Director Emily Daubenmire keeps the action moving despite her claustrophobic confines of the setting. She keeps a clear flow from the events in the room to the many flashbacks employed to tell their stories, with very effective physical lighting changes designed by Jim Schomo utilizing the mere dozen or so lights at his disposal in this pop up venue. She has a good handle on her characters. Her pace is consistent and tight but suffers in a few isolated instances. The beginning scene is a little lax as we first get to know Lawson’s and Zellhofer’s characters through their banal introductory dialogue and could be tighter and faster considering we eventually find out the bond these men have is so strong they can actually finish each other’s sentences. There is also little urgency in the physical transition in and out of a quick costume change into Foreman’s very heightened courtroom flashback. But those instances may have improved as the actors get more comfortable with the piece.
A special word to set designers Patrick Rudai and Jordan Hollett, who have created the universe in which these four integral characters are defined. There are many ways they could have gone, from Martha Stewart decorative and hyper-organized, or highly stylized full of Restoration Hardware (it is a gay closet after all, and if you’re using the stereotypical metaphor…) but they settled on a visual that is a mix of pantry and garage storage area. It’s cluttered, departmentalized but messy, full of useless accumulations, and unfinished, just like the lives and minds of the four men taking solace there. If the Closet is indeed a metaphor, they use that metaphor very effectively.
As an area premiere, Fuchs’ script is a small revelation. What could be an evening of all the clichés and stereotypes of a Bravo direct-to-video release is instead full of insight, sensitivity, and unflinching honesty. He strikes an ideal balance of humor and pathos and treats all his characters with an even perspective. He has a gift of tackling important issues and ideas honestly and directly, but without getting preachy, a trap even some of his more prestigious Tony-lauded predecessors have never managed to avoid. All signs point to him being a talent that bears some following to see what he accomplishes next.
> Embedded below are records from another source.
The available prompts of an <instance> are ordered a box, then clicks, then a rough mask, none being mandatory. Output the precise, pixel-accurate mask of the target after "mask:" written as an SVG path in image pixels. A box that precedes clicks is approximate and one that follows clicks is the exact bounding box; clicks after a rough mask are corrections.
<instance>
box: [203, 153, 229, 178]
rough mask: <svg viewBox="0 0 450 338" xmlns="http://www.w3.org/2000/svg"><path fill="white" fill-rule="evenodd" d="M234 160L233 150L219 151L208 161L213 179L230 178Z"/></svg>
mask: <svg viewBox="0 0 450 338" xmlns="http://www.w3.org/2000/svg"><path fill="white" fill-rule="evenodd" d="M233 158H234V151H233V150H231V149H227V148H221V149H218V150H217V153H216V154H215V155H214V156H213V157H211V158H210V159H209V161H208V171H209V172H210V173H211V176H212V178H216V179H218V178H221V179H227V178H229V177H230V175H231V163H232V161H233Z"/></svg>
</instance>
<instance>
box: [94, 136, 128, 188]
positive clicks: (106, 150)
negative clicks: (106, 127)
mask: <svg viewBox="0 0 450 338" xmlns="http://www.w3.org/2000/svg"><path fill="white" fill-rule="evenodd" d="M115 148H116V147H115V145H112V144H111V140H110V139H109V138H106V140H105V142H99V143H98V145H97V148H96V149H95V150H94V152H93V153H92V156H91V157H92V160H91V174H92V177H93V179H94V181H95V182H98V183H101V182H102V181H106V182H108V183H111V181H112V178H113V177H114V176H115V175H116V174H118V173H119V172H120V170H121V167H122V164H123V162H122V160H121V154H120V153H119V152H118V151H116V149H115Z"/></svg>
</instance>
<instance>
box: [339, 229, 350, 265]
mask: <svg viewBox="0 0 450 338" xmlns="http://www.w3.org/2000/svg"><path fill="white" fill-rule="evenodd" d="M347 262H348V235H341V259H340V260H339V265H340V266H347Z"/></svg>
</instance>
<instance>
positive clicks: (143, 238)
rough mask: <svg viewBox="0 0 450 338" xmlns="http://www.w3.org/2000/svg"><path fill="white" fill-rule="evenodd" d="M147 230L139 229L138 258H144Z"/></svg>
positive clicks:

Third Wall has scored a quiet major event here. This could be the only chance in the foreseeable future to experience this work’s smart and important message in a production that is not only well written, well-conceived, and well-acted, but created with an obvious degree of passion and love. This small, independent production in a pop-up space could easily fall off the theatrical radar this busy season. Don’t let it.
In the Closet features strong language and sexual content.
Running Time: Approximately 2 hours and 10 minutes with one intermission
In The Closet plays through January 27, 2019 with Third Wall productions at The Foundation Coworking Community— 4709 Harford Road in Baltimore, MD. Tickets can be purchased at the door or in advance online.